No hay crisis, nos dices, ya sabemos, hay simples consecuencias del atraco, el embuste, el culto a la apariencia, el gran trampantojo en que nos han convertido el mundo y la existencia, con nuestra inestimable colaboración y genuina potencia destructora. El parque temático total del consumo miquimaus ha agotado sus posibilidades: rodeado de miseria, el primer mundo se enfrenta al desastre bien pertrechado de centros comerciales y de armatostes tecnológicos con los que degustar con finura de conaisseur cada detalle del infierno. Yo y mi coche, yo y mi hipoteca, yo y mi black berry, yo y mi Wii. Vaciados de todo contenido inteligente, el cine, la televisión, la literatura, las webs, se miran el ombligo satisfechos de sí mismos y de su uymiraquéredondoes… ¿Crisis? ¡Que echen a los extranjeros! ¿Crisis?
La verdadera crisis empezó cuando parimos a los energúmenos que, por ejemplo, destrozan las ciudades y las empuercan con todos los restos de su consumo gilipollas. Aprendices de lo que nuestras refulgentes sociedades “libres” valoran: el yo despreocupado e irresponsable. Porque en Cuba no hay “libertad” (¡obligados a utilizar las comillas para no acabar de destrozar el venerable vocablo!), no señor, ni en Venezuela, ni en China, que son toditos iguales y todito nos lo copian. Los verdaderamente “libres” y originales somos nosotros, que meamos donde nos da la gana y metemos nuestro, nuestro, nuestro coche por el culo de cualquiera que se atreva a decirnos que somos incultos, zafios, degenerados, chulos uniformados con el mismo disfraz: el de la autosatisfacción y la ignorancia más zombi y desfachatada que los tiempos se atrevieron jamás a alimentar…

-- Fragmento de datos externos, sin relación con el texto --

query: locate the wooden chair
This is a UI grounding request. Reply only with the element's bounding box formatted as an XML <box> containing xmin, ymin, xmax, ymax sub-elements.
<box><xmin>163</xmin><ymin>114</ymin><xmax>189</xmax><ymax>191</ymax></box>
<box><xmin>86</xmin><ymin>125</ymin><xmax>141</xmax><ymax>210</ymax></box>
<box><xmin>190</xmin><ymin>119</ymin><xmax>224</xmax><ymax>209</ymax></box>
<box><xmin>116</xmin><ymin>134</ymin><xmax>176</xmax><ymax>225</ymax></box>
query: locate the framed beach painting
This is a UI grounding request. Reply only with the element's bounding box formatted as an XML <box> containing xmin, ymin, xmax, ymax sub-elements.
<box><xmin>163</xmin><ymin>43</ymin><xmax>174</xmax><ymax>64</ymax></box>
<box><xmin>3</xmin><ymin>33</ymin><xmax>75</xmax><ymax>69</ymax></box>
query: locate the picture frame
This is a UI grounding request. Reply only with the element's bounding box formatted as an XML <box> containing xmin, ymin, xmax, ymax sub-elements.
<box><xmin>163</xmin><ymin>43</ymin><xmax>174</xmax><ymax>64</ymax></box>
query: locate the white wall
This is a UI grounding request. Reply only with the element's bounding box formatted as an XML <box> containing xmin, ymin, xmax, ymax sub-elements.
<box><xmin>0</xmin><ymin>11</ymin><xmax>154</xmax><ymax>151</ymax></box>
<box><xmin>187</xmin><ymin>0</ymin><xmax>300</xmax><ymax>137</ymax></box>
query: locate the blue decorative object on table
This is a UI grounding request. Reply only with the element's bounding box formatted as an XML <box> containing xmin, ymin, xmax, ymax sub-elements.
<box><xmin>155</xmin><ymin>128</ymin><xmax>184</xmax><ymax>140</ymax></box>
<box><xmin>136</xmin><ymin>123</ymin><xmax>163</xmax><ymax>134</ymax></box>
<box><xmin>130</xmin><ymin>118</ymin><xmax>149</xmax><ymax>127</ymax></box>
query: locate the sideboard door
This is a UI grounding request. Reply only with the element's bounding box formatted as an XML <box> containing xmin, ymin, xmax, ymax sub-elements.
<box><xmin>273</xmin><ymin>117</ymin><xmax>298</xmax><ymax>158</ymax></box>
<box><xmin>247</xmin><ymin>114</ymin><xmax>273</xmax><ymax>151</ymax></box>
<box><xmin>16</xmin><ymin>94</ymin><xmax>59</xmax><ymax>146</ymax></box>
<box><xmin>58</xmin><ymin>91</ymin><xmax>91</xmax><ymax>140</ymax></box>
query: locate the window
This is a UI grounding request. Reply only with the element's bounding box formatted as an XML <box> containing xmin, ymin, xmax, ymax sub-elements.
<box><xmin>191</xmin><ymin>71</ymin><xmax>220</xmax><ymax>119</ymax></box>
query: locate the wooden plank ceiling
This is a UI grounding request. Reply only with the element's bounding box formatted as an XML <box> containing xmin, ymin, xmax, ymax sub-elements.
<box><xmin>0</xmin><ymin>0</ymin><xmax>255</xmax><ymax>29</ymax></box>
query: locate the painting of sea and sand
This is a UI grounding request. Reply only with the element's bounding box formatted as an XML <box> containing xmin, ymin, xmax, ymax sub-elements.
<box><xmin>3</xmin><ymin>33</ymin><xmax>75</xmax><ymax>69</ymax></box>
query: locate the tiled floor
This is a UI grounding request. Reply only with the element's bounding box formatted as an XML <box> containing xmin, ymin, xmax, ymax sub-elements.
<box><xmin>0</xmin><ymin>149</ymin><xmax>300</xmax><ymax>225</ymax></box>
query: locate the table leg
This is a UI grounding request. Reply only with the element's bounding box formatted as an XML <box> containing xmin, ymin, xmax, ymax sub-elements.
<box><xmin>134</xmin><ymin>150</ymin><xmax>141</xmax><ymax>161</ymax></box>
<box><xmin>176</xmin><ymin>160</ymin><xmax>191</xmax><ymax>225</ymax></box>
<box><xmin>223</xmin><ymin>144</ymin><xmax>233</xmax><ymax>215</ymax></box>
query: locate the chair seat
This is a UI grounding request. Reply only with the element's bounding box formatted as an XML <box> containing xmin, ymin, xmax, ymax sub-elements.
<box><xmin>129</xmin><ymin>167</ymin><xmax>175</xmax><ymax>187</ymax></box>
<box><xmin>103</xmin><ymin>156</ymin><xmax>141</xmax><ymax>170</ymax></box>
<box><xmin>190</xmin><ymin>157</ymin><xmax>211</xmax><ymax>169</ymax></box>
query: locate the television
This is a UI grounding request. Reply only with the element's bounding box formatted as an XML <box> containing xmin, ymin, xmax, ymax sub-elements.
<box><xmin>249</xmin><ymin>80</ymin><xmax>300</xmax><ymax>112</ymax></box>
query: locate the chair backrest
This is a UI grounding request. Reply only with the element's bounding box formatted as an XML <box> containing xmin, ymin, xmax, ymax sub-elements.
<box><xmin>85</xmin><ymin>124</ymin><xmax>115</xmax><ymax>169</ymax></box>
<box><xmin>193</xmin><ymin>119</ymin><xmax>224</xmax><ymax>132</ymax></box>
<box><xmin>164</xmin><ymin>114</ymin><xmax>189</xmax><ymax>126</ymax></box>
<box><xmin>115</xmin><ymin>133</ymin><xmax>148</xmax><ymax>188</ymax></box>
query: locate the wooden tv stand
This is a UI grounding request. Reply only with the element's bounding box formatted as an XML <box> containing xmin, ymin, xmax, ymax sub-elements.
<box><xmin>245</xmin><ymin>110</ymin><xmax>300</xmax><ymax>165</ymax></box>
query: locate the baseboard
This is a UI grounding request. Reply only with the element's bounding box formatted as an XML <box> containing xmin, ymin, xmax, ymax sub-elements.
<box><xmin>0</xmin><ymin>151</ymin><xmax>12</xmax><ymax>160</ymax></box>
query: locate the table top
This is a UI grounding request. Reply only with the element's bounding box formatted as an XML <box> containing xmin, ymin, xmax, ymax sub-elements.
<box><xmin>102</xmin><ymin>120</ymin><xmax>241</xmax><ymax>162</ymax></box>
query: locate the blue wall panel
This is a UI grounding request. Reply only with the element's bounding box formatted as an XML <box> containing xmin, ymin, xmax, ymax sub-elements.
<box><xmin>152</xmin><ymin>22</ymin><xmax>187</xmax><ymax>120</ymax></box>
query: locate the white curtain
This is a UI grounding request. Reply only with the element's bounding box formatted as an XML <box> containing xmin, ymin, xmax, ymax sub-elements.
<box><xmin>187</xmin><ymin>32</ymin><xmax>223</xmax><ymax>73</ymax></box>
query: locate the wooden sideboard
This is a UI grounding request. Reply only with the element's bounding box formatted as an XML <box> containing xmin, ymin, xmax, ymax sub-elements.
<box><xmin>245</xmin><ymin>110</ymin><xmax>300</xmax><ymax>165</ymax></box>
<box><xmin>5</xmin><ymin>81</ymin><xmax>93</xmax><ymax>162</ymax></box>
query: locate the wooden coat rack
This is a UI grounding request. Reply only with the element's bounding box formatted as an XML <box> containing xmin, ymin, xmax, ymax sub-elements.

Bienvenida sea la crisis. A ver si se va todo a tomar viento y empezamos de nuevo, y producimos lo que necesitamos y no semejantes estupideces, y volvemos a inventar lo colectivo (¡comunista, comunista!, tu tan querido grito de guerra…) que, a fin de cuentas, ha sido siempre lo que nos ha sostenido como especie. ¿Qué tal si empezamos nacionalizando la Banca (si Zapatero hace eso, y si rompe los acuerdos con el Vaticano, juro que le voto, aunque las arcadas me hagan vomitar hasta la primera papilla…), después de encerrar a todos los prohombres que se han enriquecido, precisamente, a costa de la miseria universal? Tampoco vendrían mal unos cuantos cursos de reeducación ciudadana. Responsabilidad individual. Eliminación de lo accesorio. Igualdad en las condiciones y racionalización de la producción mundial. La técnica lo permite. La explotación indiscriminada de los recursos en beneficio de unos pocos lo sigue impidiendo.
Después de este hermoso discursito, te quedas tan ancho, relamiéndote todavía con el recuerdo de la calçotada del fin de semana y del arrocito en Peñíscola: dispendios estos sí imprescindibles para mantener el equilibrio mental. ¡Que vivan todos los placeres de la carne! Y muerte al capital, faltaría más.